Wednesday 22 August 2012

Steve Dean reviews Alpha Males-The story of the Alpha Club


The Story of the Alpha Mountaineering Club.
ISBN 978-184426-906-8 Fastprint-274 pages.Also available direct from Al Parker Tel:  01457 855240 )
£10-99 PB/£16-99 HB.

Richard's climbing improved week by week and pretty soon he and I were climbing at the same standard. Around this time we got to know a group of climbers from the Rotherham area, some of whom were coal miners. They were a tough bunch with some good climbers in the group. One climber who was outstanding was Len Millsom, who later did the first ascent of Millsom's Minion at Stanage. When we first met them Len climbed all manner of things in pit boots with metal studs in the soles. I remember he once traversed from Robin Hood's Cave to the Balcony Cave wearing pit boots and with a lighted primus stove in one hand!



Al Parker recalls early days at Stanage.

Now, this is a fun read and a book to enjoy. Al Parker was a founder member of the Alpha in 1956 and has put together a very readable account of the history of the club focusing on its heyday in the early/mid sixties. Good stories and laughs abound in this tale of a crucial period in British climbing history.
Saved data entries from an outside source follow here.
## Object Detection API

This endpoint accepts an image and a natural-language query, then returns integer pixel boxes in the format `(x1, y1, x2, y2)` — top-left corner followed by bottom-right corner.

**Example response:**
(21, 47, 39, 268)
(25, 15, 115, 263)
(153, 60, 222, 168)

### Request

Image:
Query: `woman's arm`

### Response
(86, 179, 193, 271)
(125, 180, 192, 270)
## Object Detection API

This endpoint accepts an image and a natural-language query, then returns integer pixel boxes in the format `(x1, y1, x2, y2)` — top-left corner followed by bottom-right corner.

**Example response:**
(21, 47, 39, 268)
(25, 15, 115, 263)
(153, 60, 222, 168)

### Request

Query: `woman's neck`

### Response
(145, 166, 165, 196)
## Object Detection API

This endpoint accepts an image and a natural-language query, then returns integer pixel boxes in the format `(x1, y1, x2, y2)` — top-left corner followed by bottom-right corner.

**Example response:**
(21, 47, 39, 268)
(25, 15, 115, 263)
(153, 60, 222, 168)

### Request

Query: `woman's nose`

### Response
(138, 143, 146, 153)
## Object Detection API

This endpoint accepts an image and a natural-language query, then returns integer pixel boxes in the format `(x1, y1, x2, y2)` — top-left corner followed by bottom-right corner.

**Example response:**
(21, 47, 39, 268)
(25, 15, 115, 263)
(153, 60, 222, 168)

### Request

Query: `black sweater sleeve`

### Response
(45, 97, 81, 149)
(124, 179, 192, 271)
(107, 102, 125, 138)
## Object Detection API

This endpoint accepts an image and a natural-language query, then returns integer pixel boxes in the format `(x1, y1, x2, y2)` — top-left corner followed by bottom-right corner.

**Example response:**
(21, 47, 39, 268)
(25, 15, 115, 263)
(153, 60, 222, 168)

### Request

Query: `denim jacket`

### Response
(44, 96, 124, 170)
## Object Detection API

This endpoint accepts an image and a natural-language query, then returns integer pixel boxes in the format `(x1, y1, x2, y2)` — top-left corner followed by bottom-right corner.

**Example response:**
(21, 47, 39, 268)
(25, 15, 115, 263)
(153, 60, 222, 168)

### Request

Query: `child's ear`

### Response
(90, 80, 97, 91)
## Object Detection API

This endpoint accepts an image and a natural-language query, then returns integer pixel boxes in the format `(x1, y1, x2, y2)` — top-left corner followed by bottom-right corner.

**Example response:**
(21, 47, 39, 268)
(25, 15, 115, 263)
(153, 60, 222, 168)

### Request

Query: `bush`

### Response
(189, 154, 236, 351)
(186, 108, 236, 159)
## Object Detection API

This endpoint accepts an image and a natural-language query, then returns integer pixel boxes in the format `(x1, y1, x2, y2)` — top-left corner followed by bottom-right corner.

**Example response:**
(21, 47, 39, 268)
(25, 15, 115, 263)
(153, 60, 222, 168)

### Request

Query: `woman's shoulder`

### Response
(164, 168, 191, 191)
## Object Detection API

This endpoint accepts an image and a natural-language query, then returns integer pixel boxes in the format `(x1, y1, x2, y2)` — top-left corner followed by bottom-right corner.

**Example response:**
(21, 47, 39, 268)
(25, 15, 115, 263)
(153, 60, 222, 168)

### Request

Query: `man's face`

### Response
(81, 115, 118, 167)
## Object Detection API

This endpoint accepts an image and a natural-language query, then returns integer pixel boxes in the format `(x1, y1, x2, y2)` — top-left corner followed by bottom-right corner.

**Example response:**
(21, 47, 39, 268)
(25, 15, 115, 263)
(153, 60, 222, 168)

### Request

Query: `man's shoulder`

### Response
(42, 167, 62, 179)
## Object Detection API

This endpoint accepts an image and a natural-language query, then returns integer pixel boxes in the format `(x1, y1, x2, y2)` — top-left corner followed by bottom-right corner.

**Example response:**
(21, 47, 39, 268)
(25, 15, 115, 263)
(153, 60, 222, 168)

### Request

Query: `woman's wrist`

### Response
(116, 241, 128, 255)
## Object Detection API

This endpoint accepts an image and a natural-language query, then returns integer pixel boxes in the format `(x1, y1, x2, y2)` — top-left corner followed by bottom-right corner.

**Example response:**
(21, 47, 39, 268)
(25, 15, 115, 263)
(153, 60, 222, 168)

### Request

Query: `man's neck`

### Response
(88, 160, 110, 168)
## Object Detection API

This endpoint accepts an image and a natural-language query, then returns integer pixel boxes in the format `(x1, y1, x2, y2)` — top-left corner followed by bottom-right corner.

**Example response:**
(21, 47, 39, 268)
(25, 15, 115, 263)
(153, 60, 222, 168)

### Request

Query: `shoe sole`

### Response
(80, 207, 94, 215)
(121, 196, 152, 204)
The role of The Alpha in the development of British climbing in the late fifties and during the sixties in particular, is of huge significance and Al Parker recounts all the crucial deeds and misdeeds, all the triumphs and the occasional tragedy.
All the usual suspects are there; Al Parker himself, Richard McHardy, Pete Bamfield, Bob Brayshaw, Les Brown, Paul Nunn, Pete Crew, Barry Ingle, Martin Boysen, Tanky Stokes, Gerry Rogan, Paul Ross and Clive Rowland to name but a few. The Alpha was never a large club, normally having only twenty to thirty members at any one time. Membership was sought by many, but not everyone was invited! Organisation was kept to a minimum, and usually only extended as far as a riotous annual dinner and a small and widely respected badge.

From a small group who met in a tiny barn in Edale in the autumn of 1956, the club grew into an outstanding element of the development of gritstone, in North Wales and The Lakes in the early sixties. Sterling deeds were also done in The Alps and further afield and in the mid-sixties the club was a who's who of top British climbing talent, from both the Manchester and Sheffield sides of the Peak.
This book belongs on your bookshelf alongside Don Roscoe's wonderful Llanberis North, Hughie and Pete's 1963 Cloggy guide and the now revered "The Black Cliff". This is the heartbeat of Peak and Welsh climbing in particular in the period 1959-1966, when modern rock climbing in Britain really arrived.

More than anything Al Parker's work is a lovely comment on the social context of climbing at that time    young, energetic ambitious young men busting out of Manchester and Sheffield and the economic and social constraints still prevalent in the 1950s, to produce a whole new climbing scene that was democratic and welcoming. Just like the verve, energy and lust of the music of the Beatles (itself a soundtrack to the great years of the Alpha) was the result of hopes, expectations and cravings that had built up in the social straitjacket of Harold Macmillan's Britain, so the drive, ambition and sheer ability of this outstanding group helped to define the character of British climbing up to the present day. Those of us, who have come later, have stood on the shoulders of groups like The Alpha and have benefited from the knowledge both of their triumphs and hardships.

Full marks to Al "Mr Stanage" Parker, for this is a story that needed to be told. The early to mid sixties is a time now often maligned in our climbing history, but some very hard stuff was done then, long before modern footwear, chalk, sophisticated protection and the huge benefits of indoor walls. It was a period of healthy consolidation of ability and the breaking down of many myths and shibboleths that all helped lead to the great increase in standards ten years later. The Alpha's role in this process was hugely significant and the book tells the story well and with a lot of laughs.

Jim Perrin once described Manchester climbing in the early 1960s as 66 ... "one big community and its component parts and gathering places." Al Parker's lovingly constructed story of the Alpha puts you right there; on a sunny Friday night, on the back of someone's motorbike hammering ,down to Wales to make last orders in the pub, with all the delights of The Pass, Cloggy and Gogarth waiting your youthful energy.....there's no doubt about it, nostalgia ain't what it was!

Essential reading for anyone who really wants to understand the core of our climbing culture.